J'ai donc entamé sa lecture avec enthousiasme, mais mon excitation initiale - constante durant les cent premières pages de l'essai - n'a cessé ensuite de décroitre, pour se dégonfler finalement au point que j'ai parcouru les derniers chapitres un peu en diagonale.

D'où vient ce désenchantement ? Trois raisons principales :

La première, c'est que, contrairement à La note américaine porté par un suspens digne d'un roman policier, Les naufragés du Wager n'est pas un "roman fictionnel" à suspens, mais juste un reportage historique.

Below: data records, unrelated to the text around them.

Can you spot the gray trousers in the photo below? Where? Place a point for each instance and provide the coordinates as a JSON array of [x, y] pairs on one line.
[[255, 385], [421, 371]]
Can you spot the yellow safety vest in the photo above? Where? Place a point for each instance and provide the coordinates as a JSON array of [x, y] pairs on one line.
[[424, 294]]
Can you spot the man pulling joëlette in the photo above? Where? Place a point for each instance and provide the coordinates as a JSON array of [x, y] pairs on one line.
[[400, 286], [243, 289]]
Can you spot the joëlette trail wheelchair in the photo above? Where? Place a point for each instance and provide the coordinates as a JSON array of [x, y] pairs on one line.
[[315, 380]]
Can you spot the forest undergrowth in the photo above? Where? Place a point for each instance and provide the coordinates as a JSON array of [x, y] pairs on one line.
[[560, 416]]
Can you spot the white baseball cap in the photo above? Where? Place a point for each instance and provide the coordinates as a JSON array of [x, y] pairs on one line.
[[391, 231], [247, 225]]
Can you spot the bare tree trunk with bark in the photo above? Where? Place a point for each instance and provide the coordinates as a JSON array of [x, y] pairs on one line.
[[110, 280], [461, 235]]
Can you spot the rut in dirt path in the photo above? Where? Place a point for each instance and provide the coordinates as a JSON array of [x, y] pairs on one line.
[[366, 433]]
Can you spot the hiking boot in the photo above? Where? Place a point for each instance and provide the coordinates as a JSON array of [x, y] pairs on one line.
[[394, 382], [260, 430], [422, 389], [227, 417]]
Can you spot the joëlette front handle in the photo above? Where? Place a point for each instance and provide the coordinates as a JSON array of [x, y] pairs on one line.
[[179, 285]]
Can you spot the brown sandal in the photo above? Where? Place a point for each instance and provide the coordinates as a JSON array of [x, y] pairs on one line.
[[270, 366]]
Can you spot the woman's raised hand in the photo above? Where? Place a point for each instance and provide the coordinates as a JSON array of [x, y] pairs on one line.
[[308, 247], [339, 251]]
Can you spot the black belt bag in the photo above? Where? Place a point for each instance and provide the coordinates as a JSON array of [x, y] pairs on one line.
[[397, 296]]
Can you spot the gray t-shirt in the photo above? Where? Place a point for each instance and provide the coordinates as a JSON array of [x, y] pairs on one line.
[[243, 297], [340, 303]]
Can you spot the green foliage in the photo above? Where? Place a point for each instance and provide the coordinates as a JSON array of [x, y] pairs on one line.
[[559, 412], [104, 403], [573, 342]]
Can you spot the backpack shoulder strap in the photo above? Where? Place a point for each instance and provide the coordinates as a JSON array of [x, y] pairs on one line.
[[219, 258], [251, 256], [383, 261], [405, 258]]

Ici, point de mise en scène fictionnelle, point de dialogues : juste un récit.

Et ce récit, passionnant tant que l'auteur raconte le contexte de l'expédition et la lutte des marins pour lutter contre la mer et les tempêtes, sombre peu à peu ensuite dans une chronique linéaire et répétitive, exagérément détaillée, des malheurs auxquels les naufragés sont confrontés.

On peut d'ailleurs se poser la question de savoir pourquoi l'éditeur, dans un pitch interminable, casse la moindre velléité de suspens en racontant la totalité de l'histoire !

La seconde, c'est que ce récit de mer et de survie n'est pas le plus passionnant du monde, il y manque une bonne d'empathie et d'émotion. Deux contre exemples.

Vous cherchez un récit de mer décrivant la vie quotidienne des marins et  entre autres - la lutte contre les éléments ? Précipitez-vous sur Deux années sur le gaillard d’avant, l'incroyable livre de mémoires de Richard Henry Dana, vous en apprendrez dix fois plus !

Vous cherchez un livre de survie après un naufrage ? Sautez sans hésiter sur Endurance de Alfred Lansing, l'hallucinant récit du naufrage de l'expédition Shackelton, en Antarctique.

Voilà deux récits historiques maritimes exceptionnels !

La troisième, c'est que j'ai été extrêmement déçu du travail apporté à l'iconographie du livre.

J'ai compté 14 illustrations "pleine page" placées tout au long du récit. Les reproductions de tableaux, de dessins, ou de photos contemporaines sont toutes en noir et blanc et de très mauvaise qualité en terme d'impression, au point que certaines sont presque illisibles.

Mais surtout, j'ai cherché à plusieurs reprises, au cours de ma lecture, une carte représentant le trajet du bateau, de l'expédition, et des survivants.

Il n'y en a aucune ! Incroyable mais vrai : j'ai été obligé de faire des recherches sur Internet pour trouver - sans trop de difficulté - une carte de l'expédition.

Où se vérifie ici l'adage : la déception est à la hauteur de l'attente.

NB : visiblement, mon avis n'est pas partagé par tous les lecteurs, professionnels ou non. Alors, pourquoi ne pas tenter votre chance ? La lecture est, par essence, une activité soumise à la subjectivité.